Textes philosophiques

Louis Lavelle   la simplicité


    Le point le plus haut où nous puissions atteindre est celui où nous obtenons cette parfaite simplicité dans laquelle l'amour-propre ne pénètre plus, où aucune action ne laisse sur la langue le moindre dégoût. Le dégoût, c'est un arrière-goût de l'amour-propre dans ce que nous venons de faire.
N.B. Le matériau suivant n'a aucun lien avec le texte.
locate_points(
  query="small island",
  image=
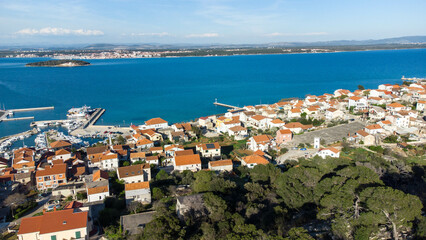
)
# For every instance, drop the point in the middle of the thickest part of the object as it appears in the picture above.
(58, 63)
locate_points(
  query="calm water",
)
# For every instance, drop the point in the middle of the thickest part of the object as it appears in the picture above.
(181, 89)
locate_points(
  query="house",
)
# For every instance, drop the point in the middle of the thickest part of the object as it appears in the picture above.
(187, 162)
(62, 154)
(357, 102)
(276, 123)
(253, 160)
(61, 144)
(107, 160)
(209, 150)
(328, 152)
(373, 129)
(51, 176)
(134, 173)
(144, 143)
(97, 191)
(259, 121)
(137, 156)
(294, 113)
(192, 204)
(297, 127)
(283, 136)
(238, 132)
(262, 142)
(153, 160)
(420, 106)
(395, 107)
(155, 123)
(24, 159)
(137, 191)
(57, 225)
(221, 165)
(333, 113)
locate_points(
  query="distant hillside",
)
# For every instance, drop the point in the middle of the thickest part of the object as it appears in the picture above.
(58, 63)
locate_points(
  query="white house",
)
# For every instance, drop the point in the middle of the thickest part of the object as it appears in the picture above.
(276, 123)
(420, 106)
(187, 162)
(260, 142)
(138, 191)
(64, 224)
(209, 150)
(253, 160)
(221, 165)
(329, 152)
(155, 123)
(357, 102)
(333, 113)
(134, 173)
(97, 191)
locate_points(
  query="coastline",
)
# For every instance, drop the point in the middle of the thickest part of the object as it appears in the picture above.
(249, 54)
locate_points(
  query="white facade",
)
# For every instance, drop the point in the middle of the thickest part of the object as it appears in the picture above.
(142, 195)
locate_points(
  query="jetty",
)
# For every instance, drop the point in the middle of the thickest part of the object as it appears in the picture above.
(226, 105)
(31, 109)
(16, 119)
(94, 117)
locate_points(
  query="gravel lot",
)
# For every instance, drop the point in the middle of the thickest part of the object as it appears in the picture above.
(330, 135)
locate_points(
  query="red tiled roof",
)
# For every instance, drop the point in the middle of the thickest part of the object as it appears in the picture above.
(55, 221)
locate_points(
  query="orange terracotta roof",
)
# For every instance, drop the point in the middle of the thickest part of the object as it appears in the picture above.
(132, 170)
(262, 138)
(52, 170)
(255, 159)
(373, 126)
(62, 152)
(258, 117)
(100, 174)
(55, 221)
(396, 105)
(135, 186)
(284, 131)
(277, 121)
(331, 149)
(237, 128)
(187, 160)
(60, 143)
(226, 162)
(96, 190)
(138, 155)
(154, 121)
(143, 141)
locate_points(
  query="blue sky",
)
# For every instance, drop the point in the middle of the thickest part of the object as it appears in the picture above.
(207, 21)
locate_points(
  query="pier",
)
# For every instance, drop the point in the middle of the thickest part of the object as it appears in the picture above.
(94, 117)
(16, 119)
(31, 109)
(226, 105)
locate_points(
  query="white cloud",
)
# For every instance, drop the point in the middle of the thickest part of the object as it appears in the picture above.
(277, 34)
(162, 34)
(202, 35)
(59, 31)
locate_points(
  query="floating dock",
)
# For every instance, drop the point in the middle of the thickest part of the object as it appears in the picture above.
(31, 109)
(94, 117)
(227, 105)
(16, 119)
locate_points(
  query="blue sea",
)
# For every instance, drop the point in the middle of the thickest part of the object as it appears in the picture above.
(182, 89)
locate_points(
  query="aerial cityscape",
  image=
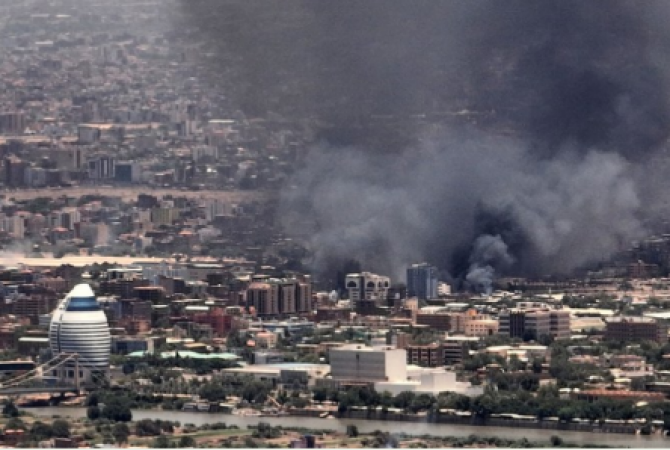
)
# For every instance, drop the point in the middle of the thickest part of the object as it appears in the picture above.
(351, 224)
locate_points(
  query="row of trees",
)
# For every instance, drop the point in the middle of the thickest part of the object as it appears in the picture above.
(547, 403)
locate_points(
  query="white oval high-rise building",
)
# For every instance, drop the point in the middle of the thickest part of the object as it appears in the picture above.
(80, 326)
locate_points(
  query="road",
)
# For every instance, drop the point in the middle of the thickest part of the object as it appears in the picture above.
(129, 193)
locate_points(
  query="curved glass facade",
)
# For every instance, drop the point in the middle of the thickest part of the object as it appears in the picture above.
(80, 326)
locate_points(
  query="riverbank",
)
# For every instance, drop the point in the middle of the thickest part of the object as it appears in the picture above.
(581, 438)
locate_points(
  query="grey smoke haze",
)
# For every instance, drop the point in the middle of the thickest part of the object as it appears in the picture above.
(487, 252)
(568, 102)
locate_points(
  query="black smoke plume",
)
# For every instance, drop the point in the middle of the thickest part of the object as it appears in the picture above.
(533, 123)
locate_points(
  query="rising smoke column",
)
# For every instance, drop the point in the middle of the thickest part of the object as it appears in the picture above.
(568, 102)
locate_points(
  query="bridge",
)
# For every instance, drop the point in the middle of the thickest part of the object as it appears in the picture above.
(33, 381)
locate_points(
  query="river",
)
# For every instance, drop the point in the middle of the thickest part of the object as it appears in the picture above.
(582, 438)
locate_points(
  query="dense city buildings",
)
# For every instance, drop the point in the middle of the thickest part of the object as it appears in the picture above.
(422, 281)
(80, 327)
(636, 329)
(145, 239)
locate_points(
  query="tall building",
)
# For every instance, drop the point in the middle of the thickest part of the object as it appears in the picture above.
(367, 286)
(279, 297)
(422, 281)
(79, 326)
(368, 364)
(636, 329)
(534, 323)
(12, 122)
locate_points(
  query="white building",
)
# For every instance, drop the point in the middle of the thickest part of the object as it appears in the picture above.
(361, 363)
(386, 368)
(367, 286)
(429, 381)
(80, 326)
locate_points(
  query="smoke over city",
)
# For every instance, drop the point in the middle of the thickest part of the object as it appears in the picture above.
(484, 137)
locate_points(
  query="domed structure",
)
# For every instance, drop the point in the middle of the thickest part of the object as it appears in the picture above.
(80, 326)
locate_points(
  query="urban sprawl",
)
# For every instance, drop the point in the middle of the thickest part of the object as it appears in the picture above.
(143, 272)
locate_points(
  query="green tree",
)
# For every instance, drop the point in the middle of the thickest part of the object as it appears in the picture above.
(161, 442)
(93, 412)
(40, 431)
(118, 410)
(186, 441)
(120, 433)
(61, 428)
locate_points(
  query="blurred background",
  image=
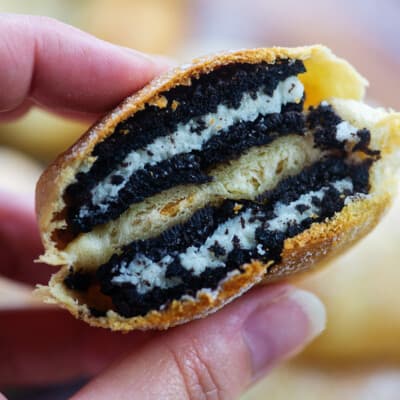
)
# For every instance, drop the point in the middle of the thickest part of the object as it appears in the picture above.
(358, 357)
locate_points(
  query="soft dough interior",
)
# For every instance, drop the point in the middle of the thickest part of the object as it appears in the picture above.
(181, 211)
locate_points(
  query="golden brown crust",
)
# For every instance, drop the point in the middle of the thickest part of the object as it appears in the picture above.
(299, 253)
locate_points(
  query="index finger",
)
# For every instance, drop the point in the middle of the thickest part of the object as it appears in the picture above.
(65, 69)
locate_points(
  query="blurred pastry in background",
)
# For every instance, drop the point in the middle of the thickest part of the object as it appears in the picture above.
(360, 291)
(40, 134)
(153, 26)
(18, 174)
(298, 382)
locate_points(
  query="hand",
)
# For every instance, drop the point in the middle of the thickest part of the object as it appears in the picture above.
(68, 71)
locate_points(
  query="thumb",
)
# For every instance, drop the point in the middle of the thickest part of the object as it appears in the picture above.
(217, 357)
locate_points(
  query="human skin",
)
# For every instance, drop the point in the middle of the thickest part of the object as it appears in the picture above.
(60, 68)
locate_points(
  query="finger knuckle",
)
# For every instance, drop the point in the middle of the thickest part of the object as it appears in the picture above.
(200, 380)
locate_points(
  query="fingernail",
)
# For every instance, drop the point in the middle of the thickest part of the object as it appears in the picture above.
(280, 329)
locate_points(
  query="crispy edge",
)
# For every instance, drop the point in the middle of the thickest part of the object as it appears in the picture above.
(321, 241)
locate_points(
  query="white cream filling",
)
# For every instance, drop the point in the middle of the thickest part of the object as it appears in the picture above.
(146, 274)
(346, 132)
(185, 140)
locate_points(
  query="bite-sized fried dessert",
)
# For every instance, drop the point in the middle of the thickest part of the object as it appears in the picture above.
(242, 167)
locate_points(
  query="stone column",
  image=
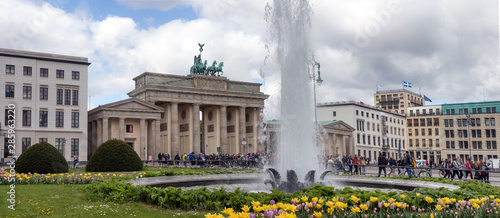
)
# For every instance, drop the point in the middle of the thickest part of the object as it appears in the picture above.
(242, 128)
(175, 128)
(260, 130)
(196, 128)
(157, 137)
(143, 138)
(121, 129)
(99, 132)
(223, 129)
(105, 130)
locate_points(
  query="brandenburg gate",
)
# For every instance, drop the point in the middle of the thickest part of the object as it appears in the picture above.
(231, 113)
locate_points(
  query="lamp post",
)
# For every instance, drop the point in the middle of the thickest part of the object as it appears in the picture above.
(243, 144)
(319, 81)
(468, 132)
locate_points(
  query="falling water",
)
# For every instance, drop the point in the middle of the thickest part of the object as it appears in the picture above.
(289, 22)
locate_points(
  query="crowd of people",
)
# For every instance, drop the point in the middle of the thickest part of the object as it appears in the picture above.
(449, 168)
(226, 160)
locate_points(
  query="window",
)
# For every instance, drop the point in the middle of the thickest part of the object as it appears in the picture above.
(10, 69)
(75, 97)
(75, 146)
(67, 96)
(59, 96)
(75, 119)
(26, 117)
(59, 73)
(44, 72)
(26, 143)
(43, 118)
(75, 75)
(130, 128)
(59, 118)
(27, 92)
(44, 93)
(60, 144)
(9, 91)
(27, 71)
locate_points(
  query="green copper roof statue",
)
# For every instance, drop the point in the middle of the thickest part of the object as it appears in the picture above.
(202, 69)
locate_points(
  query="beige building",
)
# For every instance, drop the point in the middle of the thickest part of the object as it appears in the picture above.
(397, 100)
(335, 137)
(48, 93)
(194, 113)
(470, 129)
(424, 133)
(376, 130)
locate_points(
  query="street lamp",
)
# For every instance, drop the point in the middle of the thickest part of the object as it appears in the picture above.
(468, 131)
(243, 144)
(319, 81)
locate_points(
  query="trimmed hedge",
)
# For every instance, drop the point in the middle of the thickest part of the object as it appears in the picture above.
(42, 158)
(114, 156)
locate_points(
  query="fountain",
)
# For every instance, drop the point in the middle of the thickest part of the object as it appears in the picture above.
(289, 28)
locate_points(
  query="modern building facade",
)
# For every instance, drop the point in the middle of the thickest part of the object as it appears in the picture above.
(470, 129)
(397, 100)
(424, 133)
(376, 130)
(49, 95)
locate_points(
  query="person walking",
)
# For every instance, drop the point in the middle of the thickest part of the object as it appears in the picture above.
(456, 167)
(382, 162)
(408, 162)
(392, 164)
(468, 169)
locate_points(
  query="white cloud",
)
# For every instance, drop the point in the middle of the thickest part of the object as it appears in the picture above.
(448, 48)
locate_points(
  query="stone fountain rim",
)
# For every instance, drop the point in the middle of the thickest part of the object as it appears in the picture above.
(192, 180)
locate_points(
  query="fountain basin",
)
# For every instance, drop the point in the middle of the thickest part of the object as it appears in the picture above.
(254, 182)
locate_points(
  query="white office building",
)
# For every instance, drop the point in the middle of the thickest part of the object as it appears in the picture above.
(48, 93)
(376, 130)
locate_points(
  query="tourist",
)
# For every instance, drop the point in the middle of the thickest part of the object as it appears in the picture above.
(468, 169)
(407, 162)
(455, 167)
(392, 164)
(382, 162)
(75, 162)
(355, 161)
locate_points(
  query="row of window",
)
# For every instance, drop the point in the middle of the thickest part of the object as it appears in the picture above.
(390, 119)
(429, 132)
(376, 141)
(43, 118)
(474, 111)
(423, 122)
(424, 144)
(44, 72)
(488, 121)
(70, 96)
(475, 145)
(59, 144)
(475, 133)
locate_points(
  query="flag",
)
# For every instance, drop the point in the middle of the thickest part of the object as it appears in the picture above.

Mais un acte accompli avec simplicité est immédiatement reçu par Dieu et trouve place dans la lumière de l'éternité sans y laisser paraître aucune tache d'ombre.

   Il ne faut chercher ni la nouveauté qui nous fait perdre le contact avec les réalités les plus familières, ni la totalité qui nous fait perdre le contact avec la situation où nous sommes placés, mais une pureté intérieure qui illumine quelques vérités très simples avec lesquelles toutes les tâches que nous avons à accomplir se trouvent, sans que nous l'ayons cherché, naturellement accordées.

   La Simplicité est toujours un dépouillement intérieur par lequel, cessant d'être attentif à l'apparence même que l'on donne de ce que l'on est, on obtient sans le vouloir une exacte coïncidence entre ce que l'on montre et ce que l'on est.

   Il n'y a de véritable acquisition que dans le retranchement de tout ce qui jusque-là nous asservissait. C'est pour cela que le progrès intérieur ressemble à l'œuvre du sculpteur qui détache et rejette toujours du marbre quelque nouvel éclat, plutôt qu'à l'œuvre du peintre qui ajoute toujours quelque nouveau trait à la toile.

   Celui qui cherche toujours quelque richesse nouvelle, même la connaissance, disperse et aliène en elle toutes les puissances intérieures dont il dispose. Le propre de la simplicité, c'est de nous replier sur elles, c'est de leur laisser leur jeu le plus pur, le plus souple et le plus innocent.

  Le difficile est de maintenir toujours une parfaite simplicité dans l'accueil que nous faisons à tout ce qui peut nous être donné. Quelques-uns n'ont de regard que pour quelques mouvements sublimes qui produisent dans l'âme une exaltation d'un instant. Mais l'âme ne doit pas les désirer. Elle pense que quand ils lui manquent elle n'a plus rien. Le véritable sublime est quotidien ; il ne produit en nous aucun ébranlement : il n'est pas ressenti.

  La parfaite simplicité qui est aussi la parfaite innocence est incapable de tromper, mais contrairement à l'opinion commune, elle est aussi impossible à tromper. Elle déçoit le plus habile dont les manœuvres, en retombant dans le vide, se découvrent aussitôt à la lumière.

  La simplicité n'exclut pas l'instinct avec lequel on la confond souvent : mais l'instinct ne devient un péché qu'après la naissance de la réflexion, c'est-à-dire au moment où l'amour-propre le met à son service.

  La simplicité de l'âme lui donne une transparence si parfaite qu'on ne la remarque plus ; mais c'est alors que dans ce clair miroir les choses nous révèlent leur vérité. On ne parvient à la simplicité que par le dépouillement. Elle ne fait qu'un avec cette sublimité intérieure que l'on se représente presque toujours tout autrement.

  La simplicité c'est d'être ce que nous sommes, sans vouloir être autre, dans ce grand tout dont nous faisons tous partie. Elle est une réconciliation de l'individuel et de l'universel. Elle est l'acte le plus pur que l'individu soit capable d'accomplir mais où il semble qu'il disparaisse pour rendre visible l'ordre qui règne dans l'univers dont il participe, sans rien faire pour le troubler. Elle est ce regard direct que nous jetons sur le réel  qui est libre de toute préoccupation et de toute arrière-pensée et qui seul est capable de nous livrer cet ordre avec lequel d'avance il est accordé. Dès que la simplicité manque, cet ordre est méconnu. Mais ce simple regard que ne ternit aucun désir embrasse le monde tout entier dans sa lumière. C’est un regard qui descend du ciel et qui vient toucher la terre.

  C'est cette unité parfaite considérée dans son infinie richesse, et qui n'a pas conscience d'être riche. Elle contient les contraires, mais elle en est la paix, contrairement à cette tension qui les force à demeurer ensemble, mais dans une unité toujours prête à se rompre.

La simplicité ne se pose pas de problèmes : elle est cette lumière naturelle qui devance leur solution. C'est une innocence qui ne peut jamais être trompée, une liberté sûre d'elle-même qui ne connaîtra jamais ni l'hésitation ni le choix.

La simplicité nous affranchit de la complication de nos connaissances, de nos besoins, de nos ressources, elle réside dans un accord avec l'existence qui surpasse l'ingéniosité de l'intelligence et les artifices du vouloir (c'est l'intelligence la plus pénétrante, le vouloir le plus parfait et le plus pur).